I think that's the reality for SF: casuals are not coming regardless of the non-MP features.
I mostly agree, depending on how you define casuals. I'd break the fighting game market down into 4 groups.
1. People who aren't really into the genre but occasionally by something like MK9 or MKX because the story mode, art style, gore etc. drew them in.
That crowd mostly wasn't coming to SF period. The SF franchise art style, characters, story/lore just doesn't have the allure that MK does--at least in the west, and especially the US.
2. Casual fighting game fans who aren't much interested in online play, but like playing story mode, arcade mode, vs. cpu and occasionally playing locally or online with real life friends.
The launch has probably hurt SFV some with that crowd. But it's probably not major. The informed will just wait until the modes they want are out, and Capcom already got a purchase from those who were uninformed. Losing future DLC sales is moslty moot as this crowd generally doesn't stick with a game long term anyway, or play it enough to buy paid DLC.
3. People that play primarily for local and/or online vs. matches, but doesn't care at ton about getting great, entering tournaments etc. A lot of this crowd also likes having Arcade mode etc. to get more practice in, so the launch hurts a tad here--but leas than with group 2 above. This group is more informed, so those that want those modes before buying waited. And a lot are fine buying now and jumping right into the online while waiting for the other modes.
This is the most important group as it's the largest of the four that will stick with the game longer term and buy the most DLC over coming years. Thus they're the real key to the game as service approach.
4. The more hardcore FGC--ranging from those trying seriously to be good online, to those entering local tournaments, to those trying to make it pro, to the best pros. The launch doesn't hurt them at all as they only care about vs. mode and training mode. The only downer is the servers being flakey, but that's unfortunately the norm the first week or two of big online games this gen, and probably made worse by this being a free PS+ weekend.
This group probably won't buy as much DLC as group 3 as they'll play more, and win more, and be able to get most content just from fight money.

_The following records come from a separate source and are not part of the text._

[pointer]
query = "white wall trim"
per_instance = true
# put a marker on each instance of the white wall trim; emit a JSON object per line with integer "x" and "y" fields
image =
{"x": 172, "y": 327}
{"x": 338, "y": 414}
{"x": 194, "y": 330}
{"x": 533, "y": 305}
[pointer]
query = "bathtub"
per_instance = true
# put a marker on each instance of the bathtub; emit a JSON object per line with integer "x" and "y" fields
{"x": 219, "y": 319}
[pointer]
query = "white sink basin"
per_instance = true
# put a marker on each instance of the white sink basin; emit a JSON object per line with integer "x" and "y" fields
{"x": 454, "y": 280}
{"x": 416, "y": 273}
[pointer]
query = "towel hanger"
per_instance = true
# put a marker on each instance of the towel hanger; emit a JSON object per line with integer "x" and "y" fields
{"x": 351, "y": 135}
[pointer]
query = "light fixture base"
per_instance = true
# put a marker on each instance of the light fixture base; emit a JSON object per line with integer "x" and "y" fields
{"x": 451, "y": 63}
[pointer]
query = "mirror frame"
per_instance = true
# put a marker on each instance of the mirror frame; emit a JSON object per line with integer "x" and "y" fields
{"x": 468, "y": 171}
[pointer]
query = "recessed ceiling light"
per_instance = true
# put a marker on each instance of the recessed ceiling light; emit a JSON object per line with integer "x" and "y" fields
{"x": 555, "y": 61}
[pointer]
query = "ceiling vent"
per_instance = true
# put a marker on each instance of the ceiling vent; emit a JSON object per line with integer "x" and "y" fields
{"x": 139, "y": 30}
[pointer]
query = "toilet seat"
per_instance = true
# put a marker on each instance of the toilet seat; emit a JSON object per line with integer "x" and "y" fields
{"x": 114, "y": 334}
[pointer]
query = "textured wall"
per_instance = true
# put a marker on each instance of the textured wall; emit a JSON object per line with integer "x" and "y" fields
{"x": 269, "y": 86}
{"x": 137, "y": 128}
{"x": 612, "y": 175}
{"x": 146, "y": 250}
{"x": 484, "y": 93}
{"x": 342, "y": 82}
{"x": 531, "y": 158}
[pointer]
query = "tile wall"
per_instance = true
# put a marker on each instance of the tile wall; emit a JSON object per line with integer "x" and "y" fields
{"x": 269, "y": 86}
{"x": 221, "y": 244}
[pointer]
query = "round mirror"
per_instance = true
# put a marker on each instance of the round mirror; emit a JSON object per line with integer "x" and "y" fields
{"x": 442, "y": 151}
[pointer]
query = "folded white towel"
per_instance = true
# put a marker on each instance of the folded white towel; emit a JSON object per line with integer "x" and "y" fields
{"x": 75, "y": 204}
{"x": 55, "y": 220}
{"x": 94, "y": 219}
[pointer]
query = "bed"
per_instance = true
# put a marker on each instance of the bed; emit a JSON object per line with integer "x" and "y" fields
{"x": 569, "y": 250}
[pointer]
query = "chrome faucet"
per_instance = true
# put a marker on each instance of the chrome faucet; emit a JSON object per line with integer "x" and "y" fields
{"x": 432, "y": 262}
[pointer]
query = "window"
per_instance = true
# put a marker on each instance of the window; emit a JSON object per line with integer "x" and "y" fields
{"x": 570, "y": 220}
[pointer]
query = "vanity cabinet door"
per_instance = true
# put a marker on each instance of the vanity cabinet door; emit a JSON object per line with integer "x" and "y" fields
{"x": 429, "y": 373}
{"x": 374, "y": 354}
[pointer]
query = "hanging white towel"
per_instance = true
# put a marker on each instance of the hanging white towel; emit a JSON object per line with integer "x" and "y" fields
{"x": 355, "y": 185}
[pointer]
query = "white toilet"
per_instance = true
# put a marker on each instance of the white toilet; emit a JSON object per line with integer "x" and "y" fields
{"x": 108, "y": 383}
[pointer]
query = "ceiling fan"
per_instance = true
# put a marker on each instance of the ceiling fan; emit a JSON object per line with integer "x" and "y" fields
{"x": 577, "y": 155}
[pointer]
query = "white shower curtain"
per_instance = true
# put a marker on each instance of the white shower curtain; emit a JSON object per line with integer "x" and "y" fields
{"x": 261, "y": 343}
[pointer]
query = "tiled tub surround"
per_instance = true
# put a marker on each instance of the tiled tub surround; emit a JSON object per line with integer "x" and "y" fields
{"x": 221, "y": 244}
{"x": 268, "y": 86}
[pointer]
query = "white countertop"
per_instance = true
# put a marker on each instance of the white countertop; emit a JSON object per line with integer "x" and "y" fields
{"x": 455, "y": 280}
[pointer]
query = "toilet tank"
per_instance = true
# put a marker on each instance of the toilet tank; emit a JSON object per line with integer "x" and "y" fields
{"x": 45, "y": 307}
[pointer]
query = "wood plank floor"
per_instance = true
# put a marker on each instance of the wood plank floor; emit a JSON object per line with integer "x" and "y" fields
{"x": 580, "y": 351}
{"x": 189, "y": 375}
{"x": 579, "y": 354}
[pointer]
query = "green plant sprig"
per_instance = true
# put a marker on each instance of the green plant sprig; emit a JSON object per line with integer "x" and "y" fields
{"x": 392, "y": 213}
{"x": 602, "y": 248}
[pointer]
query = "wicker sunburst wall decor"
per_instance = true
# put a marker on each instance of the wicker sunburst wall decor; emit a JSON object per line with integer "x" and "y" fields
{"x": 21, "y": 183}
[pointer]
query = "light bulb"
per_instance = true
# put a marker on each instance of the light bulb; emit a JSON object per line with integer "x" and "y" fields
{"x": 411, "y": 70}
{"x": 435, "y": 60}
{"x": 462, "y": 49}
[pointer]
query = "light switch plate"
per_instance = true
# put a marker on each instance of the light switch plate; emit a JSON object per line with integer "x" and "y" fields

So overall, I don't think this launch will hurt the game long term very much. That doesn't excuse lacking basics like Arcade Mode etc., nor change the fact that people who hate these unofficial Early Access type releases are going to hate it. That's just down to the person on what they think of the approach. But long term, I think it will be fine as I don't think many people in groups 3 and 4 are pissed, that plenty in group 2 will just buy the game down the road, or keep playing as content comes out now despite being pissed now. And group 1 is irrelevant for this franchise.

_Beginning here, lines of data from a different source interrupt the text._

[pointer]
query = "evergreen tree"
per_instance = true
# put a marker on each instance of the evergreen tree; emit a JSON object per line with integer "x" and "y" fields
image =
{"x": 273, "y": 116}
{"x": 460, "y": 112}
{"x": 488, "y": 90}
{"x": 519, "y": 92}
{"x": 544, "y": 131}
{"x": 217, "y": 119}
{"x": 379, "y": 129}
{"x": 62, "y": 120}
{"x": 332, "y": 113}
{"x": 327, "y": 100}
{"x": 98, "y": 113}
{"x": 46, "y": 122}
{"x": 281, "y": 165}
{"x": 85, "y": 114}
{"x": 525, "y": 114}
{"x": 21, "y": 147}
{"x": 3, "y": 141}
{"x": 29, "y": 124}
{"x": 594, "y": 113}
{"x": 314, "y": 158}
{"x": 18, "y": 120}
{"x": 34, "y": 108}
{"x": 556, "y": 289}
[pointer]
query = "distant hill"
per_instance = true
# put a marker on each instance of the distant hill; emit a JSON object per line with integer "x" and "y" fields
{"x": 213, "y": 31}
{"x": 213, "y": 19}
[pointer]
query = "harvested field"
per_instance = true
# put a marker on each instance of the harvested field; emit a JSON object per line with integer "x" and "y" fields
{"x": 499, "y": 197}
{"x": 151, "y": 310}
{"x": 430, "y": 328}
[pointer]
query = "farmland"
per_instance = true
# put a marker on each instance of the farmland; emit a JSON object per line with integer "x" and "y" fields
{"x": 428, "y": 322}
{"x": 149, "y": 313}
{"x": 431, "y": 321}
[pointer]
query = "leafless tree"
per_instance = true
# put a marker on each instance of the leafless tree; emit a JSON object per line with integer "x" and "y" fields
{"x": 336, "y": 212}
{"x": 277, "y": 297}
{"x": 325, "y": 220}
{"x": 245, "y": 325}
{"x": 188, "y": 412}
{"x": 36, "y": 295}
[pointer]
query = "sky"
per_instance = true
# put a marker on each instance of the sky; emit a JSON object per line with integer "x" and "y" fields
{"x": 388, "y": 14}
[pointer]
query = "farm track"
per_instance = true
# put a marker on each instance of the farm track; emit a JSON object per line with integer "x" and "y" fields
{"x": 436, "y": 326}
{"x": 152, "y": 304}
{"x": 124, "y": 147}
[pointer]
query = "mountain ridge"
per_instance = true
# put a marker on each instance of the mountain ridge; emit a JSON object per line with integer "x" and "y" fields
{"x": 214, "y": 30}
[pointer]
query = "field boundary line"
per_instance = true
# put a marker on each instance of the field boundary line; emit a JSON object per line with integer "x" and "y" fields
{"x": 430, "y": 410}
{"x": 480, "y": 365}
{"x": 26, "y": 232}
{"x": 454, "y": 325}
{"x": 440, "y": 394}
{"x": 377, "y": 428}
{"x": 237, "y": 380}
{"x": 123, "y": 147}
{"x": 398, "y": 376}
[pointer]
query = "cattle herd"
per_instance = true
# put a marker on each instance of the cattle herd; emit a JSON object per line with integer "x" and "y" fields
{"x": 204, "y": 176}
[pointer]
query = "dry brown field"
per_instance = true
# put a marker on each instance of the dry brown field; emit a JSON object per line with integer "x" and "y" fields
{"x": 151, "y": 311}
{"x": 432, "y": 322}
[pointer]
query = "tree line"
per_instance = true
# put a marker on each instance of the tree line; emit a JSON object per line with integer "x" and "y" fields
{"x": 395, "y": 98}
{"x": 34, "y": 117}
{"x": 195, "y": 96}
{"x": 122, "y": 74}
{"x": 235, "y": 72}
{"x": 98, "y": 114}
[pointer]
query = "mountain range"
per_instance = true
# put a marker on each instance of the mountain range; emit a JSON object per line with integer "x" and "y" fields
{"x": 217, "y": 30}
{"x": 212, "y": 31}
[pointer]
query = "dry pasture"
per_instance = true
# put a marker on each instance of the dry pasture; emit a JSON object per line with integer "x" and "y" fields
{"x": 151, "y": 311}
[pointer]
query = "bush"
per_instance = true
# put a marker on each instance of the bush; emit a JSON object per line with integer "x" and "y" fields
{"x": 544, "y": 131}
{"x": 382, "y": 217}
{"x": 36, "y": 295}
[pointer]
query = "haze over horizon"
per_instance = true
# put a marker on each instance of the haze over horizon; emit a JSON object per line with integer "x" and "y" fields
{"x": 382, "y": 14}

Capcom has really muddled their marketing with all the talk of being more accessible to casuals, talking to much about the cinematic story mode etc. I honeslty wonder if Sony pressured them to put in story mode etc. given the success of MKX.

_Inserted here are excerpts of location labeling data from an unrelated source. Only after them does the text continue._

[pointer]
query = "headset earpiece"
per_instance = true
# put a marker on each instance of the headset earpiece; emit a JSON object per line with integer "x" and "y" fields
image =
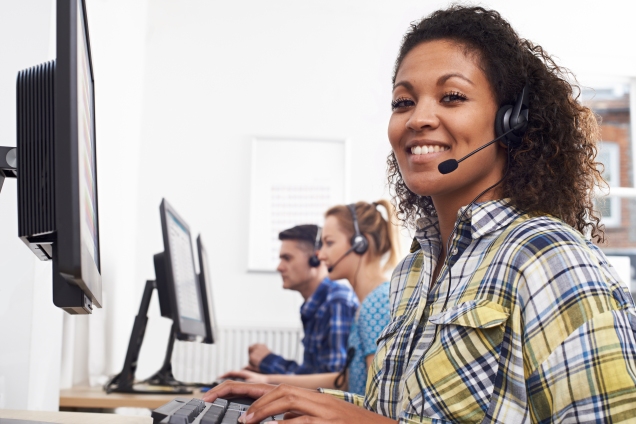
{"x": 314, "y": 262}
{"x": 515, "y": 118}
{"x": 359, "y": 243}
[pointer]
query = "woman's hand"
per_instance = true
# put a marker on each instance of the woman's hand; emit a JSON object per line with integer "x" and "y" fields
{"x": 235, "y": 388}
{"x": 248, "y": 376}
{"x": 308, "y": 407}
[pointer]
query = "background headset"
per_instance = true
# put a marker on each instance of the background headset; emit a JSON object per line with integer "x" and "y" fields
{"x": 314, "y": 262}
{"x": 359, "y": 243}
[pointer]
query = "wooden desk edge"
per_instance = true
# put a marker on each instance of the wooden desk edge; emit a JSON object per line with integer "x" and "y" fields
{"x": 95, "y": 397}
{"x": 72, "y": 417}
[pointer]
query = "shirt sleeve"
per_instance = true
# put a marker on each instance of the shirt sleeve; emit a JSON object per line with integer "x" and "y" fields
{"x": 276, "y": 364}
{"x": 337, "y": 321}
{"x": 374, "y": 317}
{"x": 346, "y": 396}
{"x": 591, "y": 376}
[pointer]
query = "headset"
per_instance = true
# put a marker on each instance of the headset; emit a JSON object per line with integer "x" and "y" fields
{"x": 359, "y": 243}
{"x": 511, "y": 123}
{"x": 314, "y": 262}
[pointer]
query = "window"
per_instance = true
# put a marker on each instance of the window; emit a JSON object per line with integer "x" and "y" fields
{"x": 610, "y": 207}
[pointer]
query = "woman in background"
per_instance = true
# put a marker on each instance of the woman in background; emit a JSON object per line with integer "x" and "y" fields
{"x": 355, "y": 239}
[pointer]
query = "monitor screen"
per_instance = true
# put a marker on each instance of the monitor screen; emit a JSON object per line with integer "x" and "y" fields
{"x": 206, "y": 290}
{"x": 86, "y": 143}
{"x": 185, "y": 278}
{"x": 58, "y": 189}
{"x": 181, "y": 277}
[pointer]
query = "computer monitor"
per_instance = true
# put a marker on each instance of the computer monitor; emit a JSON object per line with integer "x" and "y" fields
{"x": 58, "y": 214}
{"x": 186, "y": 301}
{"x": 205, "y": 282}
{"x": 182, "y": 297}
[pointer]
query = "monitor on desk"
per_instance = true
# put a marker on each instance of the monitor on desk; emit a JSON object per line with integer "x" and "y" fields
{"x": 56, "y": 166}
{"x": 178, "y": 279}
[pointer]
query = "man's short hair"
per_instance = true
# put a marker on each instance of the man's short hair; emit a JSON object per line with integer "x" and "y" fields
{"x": 302, "y": 233}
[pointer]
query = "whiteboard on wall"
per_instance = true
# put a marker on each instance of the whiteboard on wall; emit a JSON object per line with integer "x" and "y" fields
{"x": 293, "y": 182}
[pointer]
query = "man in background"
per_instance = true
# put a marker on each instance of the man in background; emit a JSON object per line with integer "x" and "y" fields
{"x": 327, "y": 313}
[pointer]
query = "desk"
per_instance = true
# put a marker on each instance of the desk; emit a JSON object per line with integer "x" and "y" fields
{"x": 96, "y": 397}
{"x": 72, "y": 417}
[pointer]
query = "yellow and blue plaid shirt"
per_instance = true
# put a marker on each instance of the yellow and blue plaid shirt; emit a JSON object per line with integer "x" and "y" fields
{"x": 538, "y": 328}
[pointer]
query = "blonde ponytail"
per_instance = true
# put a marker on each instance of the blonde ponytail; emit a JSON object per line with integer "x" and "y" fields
{"x": 382, "y": 233}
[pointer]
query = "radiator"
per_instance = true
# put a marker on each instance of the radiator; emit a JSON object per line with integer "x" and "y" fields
{"x": 198, "y": 362}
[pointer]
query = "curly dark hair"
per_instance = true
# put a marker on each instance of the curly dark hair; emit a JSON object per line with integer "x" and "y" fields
{"x": 554, "y": 170}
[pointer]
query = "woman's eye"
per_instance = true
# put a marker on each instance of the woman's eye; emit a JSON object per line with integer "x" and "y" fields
{"x": 401, "y": 103}
{"x": 453, "y": 97}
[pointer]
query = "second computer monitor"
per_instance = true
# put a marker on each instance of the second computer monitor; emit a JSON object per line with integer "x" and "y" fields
{"x": 181, "y": 278}
{"x": 206, "y": 294}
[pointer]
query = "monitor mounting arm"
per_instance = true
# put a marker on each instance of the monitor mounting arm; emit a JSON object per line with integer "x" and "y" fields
{"x": 8, "y": 164}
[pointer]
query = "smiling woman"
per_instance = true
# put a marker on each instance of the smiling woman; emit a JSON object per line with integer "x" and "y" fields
{"x": 503, "y": 311}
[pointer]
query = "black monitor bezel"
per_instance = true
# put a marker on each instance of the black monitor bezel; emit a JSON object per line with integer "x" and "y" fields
{"x": 185, "y": 327}
{"x": 75, "y": 262}
{"x": 205, "y": 283}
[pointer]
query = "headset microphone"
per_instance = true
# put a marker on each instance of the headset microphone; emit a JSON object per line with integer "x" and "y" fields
{"x": 359, "y": 243}
{"x": 341, "y": 258}
{"x": 450, "y": 165}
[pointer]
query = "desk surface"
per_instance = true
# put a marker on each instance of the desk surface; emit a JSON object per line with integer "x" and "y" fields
{"x": 72, "y": 417}
{"x": 96, "y": 397}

That's just not SF's strength. The main market is in the west, and these Asian marital arts anime-infused characters and plot just don't have the appeal that MKs ultra violent fantasy setting has to those that want to play a fighting game for story mode.
If they hadn't put development resources into that story mode, maybe they could have released SFV with arcade mode, challenges/trials, survival, vs. CPU etc. just like they did SFIV. And then they wouldn't have drawn ire from many at all in groups 2-4, and could just state that's their focus and that SF isn't about story.